なお、ポールソン案については、(FRB議長として当然ながら)バーナンキがサポートしているが、そのことが経済学者たちの態度に微妙にさざなみを立てているのが面白い。
たとえば、ワシントンポストの記事ポールソン案に批判的なブログの記述を引用されたマンキューは、半面、バーナンキに対する経済学者としての信頼(あるいは身内意識!?)から上記の公開書簡への参加を控えたとも書いている。マンキューがブログでこの件に関する自分の意見らしきものを表明したのは、今のところこの2つのエントリだけであり、それ以外のエントリでは、論評抜きでの他者の論説の紹介に徹している。態度を完全には決めかねている様子が伺える。
一方、クルーグマンは、かつてのプリンストンの同僚であり、ほんの少し前には彼が今FRB議長で良かったと称賛したバーナンキに対して、この件についてはその説明に納得せず不信感を募らせ始めている


ポールソン案についてもう一つ面白い点は、大学の経済学者と対照的に、ウォール街エコノミストが全面的に支持していることだ(上記のワシントンポスト記事にその旨の記述がある)。マンキューブログのこのエントリによると、彼らは、下がりすぎた価格を支持する政策として評価しているようだ。つまり、大学の経済学者が市場が付ける価格に信頼を置き、政府が価格に関する情報で市場を出し抜けるはずが無いと主張するのに対し(cf. 上述のクルーグマンブログエントリマンキューブログエントリ)、市場に近いウォール街の関係者がむしろ現在の市場が付ける価格に不信感を抱き、政府による価格是正に期待している、という奇妙に逆転した構図になっている。
だったら金融機関から買うという迂遠な方法を取らずに直接不動産市場で買い支えしろよとも言いたくなるが、実際、先のワシントンポスト記事では、そうして一般庶民を助けるべきだという経済学者の意見も紹介されている。それに対し、ポールソン案は、金融機関への援助と不動産買い支えの両方を狙っている、というのがこの記事の見立てだ。目論見通り一石二鳥といくか、それとも経済学者らが懸念するように虻蜂取らずになるか、これからの見ものであろう。


と、その前に、まずは議会を通すのが先決であるが、それはポールソンがペロシに跪いた甲斐もあってか、何とか月曜のアジア市場開始前に目処がついたようだ…。

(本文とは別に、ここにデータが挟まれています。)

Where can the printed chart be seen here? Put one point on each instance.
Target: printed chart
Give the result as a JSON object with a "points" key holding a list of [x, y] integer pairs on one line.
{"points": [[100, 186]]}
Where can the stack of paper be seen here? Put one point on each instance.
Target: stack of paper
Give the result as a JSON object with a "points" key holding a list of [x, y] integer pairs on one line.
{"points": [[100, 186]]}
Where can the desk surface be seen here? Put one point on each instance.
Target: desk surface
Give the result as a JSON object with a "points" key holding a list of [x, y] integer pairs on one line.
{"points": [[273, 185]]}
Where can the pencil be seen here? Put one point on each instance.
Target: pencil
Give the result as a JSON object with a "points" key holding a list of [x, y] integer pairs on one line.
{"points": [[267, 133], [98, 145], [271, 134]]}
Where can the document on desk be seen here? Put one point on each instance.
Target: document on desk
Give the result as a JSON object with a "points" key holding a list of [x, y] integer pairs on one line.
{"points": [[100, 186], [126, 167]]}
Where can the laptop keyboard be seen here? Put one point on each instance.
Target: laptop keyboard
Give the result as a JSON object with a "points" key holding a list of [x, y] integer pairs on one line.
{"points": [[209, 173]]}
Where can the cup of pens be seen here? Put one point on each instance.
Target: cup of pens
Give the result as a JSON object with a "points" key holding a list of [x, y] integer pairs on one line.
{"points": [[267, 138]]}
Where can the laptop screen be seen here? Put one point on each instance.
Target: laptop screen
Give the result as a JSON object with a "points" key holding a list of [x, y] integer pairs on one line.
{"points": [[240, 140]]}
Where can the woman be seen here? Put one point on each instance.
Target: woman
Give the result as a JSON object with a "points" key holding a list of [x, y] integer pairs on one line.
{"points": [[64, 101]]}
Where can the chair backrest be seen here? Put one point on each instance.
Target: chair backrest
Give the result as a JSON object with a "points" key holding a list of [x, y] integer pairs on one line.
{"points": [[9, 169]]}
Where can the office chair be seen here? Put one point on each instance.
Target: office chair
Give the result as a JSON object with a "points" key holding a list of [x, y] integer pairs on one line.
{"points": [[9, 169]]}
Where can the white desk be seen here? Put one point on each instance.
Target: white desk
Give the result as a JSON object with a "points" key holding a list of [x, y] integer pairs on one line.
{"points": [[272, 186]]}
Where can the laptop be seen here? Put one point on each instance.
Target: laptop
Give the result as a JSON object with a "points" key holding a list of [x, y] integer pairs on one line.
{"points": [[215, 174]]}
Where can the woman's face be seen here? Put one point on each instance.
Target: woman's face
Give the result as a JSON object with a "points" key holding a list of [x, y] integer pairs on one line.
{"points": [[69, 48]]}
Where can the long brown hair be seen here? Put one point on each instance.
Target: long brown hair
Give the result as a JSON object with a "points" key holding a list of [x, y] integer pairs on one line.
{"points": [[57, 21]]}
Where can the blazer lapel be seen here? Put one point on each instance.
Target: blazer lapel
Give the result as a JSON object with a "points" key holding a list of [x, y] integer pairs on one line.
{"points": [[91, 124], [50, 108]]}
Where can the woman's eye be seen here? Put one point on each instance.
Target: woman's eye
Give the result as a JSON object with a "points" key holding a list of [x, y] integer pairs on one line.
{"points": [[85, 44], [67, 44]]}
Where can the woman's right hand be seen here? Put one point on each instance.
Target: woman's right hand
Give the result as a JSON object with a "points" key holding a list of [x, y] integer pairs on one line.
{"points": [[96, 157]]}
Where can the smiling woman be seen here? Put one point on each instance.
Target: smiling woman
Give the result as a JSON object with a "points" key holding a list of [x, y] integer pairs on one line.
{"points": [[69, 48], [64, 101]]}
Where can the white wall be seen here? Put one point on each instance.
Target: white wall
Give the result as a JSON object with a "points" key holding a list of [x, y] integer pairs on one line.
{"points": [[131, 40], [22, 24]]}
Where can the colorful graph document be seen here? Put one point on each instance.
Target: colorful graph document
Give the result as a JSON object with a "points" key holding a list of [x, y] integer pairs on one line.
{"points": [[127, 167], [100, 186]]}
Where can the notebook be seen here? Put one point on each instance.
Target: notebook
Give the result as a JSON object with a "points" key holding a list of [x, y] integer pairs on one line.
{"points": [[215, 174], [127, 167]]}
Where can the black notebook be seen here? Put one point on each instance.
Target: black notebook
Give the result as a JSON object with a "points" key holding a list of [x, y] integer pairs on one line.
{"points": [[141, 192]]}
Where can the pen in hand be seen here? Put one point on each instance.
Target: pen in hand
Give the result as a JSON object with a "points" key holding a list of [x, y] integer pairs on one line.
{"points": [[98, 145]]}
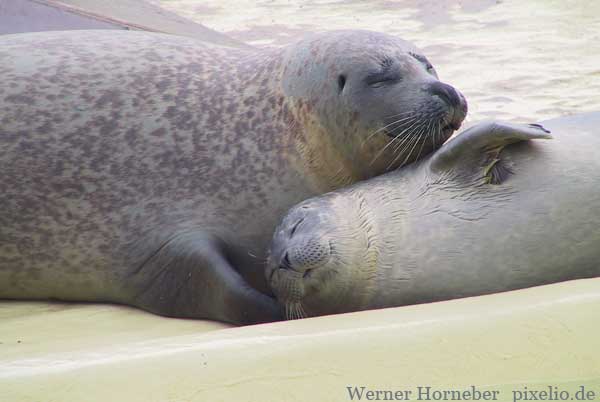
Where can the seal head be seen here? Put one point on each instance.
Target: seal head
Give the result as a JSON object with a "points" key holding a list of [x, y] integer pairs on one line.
{"points": [[374, 98], [312, 265]]}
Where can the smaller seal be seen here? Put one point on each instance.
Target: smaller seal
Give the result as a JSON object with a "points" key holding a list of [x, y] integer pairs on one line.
{"points": [[490, 211]]}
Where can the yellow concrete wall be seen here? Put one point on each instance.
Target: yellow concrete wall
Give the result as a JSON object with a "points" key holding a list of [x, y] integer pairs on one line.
{"points": [[540, 337]]}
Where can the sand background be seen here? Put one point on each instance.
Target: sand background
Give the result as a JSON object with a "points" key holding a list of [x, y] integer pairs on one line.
{"points": [[512, 59]]}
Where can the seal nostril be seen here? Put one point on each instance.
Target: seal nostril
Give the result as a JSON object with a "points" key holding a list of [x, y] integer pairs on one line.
{"points": [[447, 93], [296, 226]]}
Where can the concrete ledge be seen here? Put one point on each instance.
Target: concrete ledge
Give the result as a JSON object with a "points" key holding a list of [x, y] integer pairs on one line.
{"points": [[539, 337]]}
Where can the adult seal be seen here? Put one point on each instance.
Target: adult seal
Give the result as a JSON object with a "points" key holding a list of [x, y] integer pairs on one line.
{"points": [[489, 211], [151, 170]]}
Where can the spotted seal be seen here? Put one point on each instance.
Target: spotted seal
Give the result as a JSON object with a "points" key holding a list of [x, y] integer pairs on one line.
{"points": [[151, 170], [489, 211]]}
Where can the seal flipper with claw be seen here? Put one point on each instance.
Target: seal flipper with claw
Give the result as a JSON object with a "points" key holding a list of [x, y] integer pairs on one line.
{"points": [[478, 149], [189, 276]]}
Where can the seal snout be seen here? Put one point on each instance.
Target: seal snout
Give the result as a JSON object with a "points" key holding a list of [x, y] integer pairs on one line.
{"points": [[454, 101]]}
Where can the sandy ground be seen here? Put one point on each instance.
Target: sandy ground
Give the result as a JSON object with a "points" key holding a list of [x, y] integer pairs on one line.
{"points": [[513, 59]]}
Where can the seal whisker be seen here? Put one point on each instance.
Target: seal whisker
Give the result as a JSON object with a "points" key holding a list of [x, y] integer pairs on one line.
{"points": [[396, 137], [411, 150], [384, 127], [408, 144]]}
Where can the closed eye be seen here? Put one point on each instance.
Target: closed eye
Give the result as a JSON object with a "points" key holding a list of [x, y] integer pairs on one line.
{"points": [[423, 60], [386, 75], [377, 80]]}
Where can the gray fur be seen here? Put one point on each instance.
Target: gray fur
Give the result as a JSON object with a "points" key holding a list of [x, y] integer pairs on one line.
{"points": [[151, 170], [446, 227]]}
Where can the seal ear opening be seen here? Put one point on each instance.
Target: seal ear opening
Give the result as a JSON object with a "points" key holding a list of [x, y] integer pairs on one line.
{"points": [[341, 82], [472, 147]]}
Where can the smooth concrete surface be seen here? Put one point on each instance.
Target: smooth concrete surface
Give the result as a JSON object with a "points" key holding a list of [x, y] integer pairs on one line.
{"points": [[536, 338], [17, 16]]}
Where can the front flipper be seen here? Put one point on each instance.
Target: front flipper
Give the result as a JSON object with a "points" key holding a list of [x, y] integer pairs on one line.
{"points": [[189, 277], [479, 147]]}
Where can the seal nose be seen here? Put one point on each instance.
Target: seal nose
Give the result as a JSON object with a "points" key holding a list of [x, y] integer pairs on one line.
{"points": [[446, 92]]}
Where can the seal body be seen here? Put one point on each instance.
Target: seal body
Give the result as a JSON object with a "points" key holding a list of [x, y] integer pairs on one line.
{"points": [[151, 170], [489, 211]]}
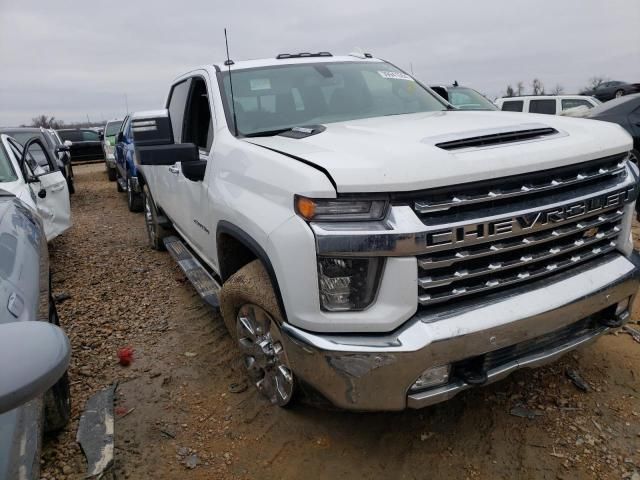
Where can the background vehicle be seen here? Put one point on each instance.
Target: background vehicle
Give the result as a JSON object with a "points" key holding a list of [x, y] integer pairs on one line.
{"points": [[464, 98], [549, 104], [43, 190], [613, 89], [54, 147], [111, 130], [626, 113], [374, 246], [126, 170], [85, 144], [24, 281]]}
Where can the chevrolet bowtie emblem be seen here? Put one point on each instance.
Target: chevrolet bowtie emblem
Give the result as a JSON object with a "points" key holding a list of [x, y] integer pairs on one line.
{"points": [[592, 232]]}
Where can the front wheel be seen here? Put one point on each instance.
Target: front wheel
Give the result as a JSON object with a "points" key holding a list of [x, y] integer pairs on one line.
{"points": [[111, 173], [134, 199], [155, 232], [252, 316]]}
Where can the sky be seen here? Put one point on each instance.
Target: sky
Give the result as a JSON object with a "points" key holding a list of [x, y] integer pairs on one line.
{"points": [[76, 59]]}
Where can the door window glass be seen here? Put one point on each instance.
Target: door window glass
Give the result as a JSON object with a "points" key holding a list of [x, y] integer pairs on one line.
{"points": [[543, 106], [198, 127], [568, 103], [177, 104], [513, 106]]}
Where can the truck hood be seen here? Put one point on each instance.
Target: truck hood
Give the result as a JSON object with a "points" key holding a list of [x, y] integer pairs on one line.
{"points": [[399, 153]]}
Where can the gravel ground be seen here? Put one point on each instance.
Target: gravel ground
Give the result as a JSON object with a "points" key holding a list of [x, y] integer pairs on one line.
{"points": [[176, 416]]}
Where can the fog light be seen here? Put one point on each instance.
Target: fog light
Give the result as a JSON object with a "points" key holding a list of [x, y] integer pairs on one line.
{"points": [[432, 377], [623, 306], [348, 283]]}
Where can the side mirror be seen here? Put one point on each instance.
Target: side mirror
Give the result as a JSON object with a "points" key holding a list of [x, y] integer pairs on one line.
{"points": [[194, 171], [47, 161], [38, 354]]}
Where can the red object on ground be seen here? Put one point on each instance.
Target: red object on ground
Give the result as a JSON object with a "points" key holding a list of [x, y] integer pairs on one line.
{"points": [[125, 356]]}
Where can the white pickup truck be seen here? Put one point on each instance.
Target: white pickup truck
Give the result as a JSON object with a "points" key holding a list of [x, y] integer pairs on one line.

*1:池田信夫氏はこのブログエントリのコメント「Bailout or not (池田信夫) 2008-09-20 23:30:24」で、クルーグマンが突然市場原理主義者に変身して政府の救済に反対したような書き方をしているが、リンク先のビデオを見れば分かるとおり、「ファイナンスのsocialization」というのは言葉の綾であり、救済策が必要なことは十分に認めている。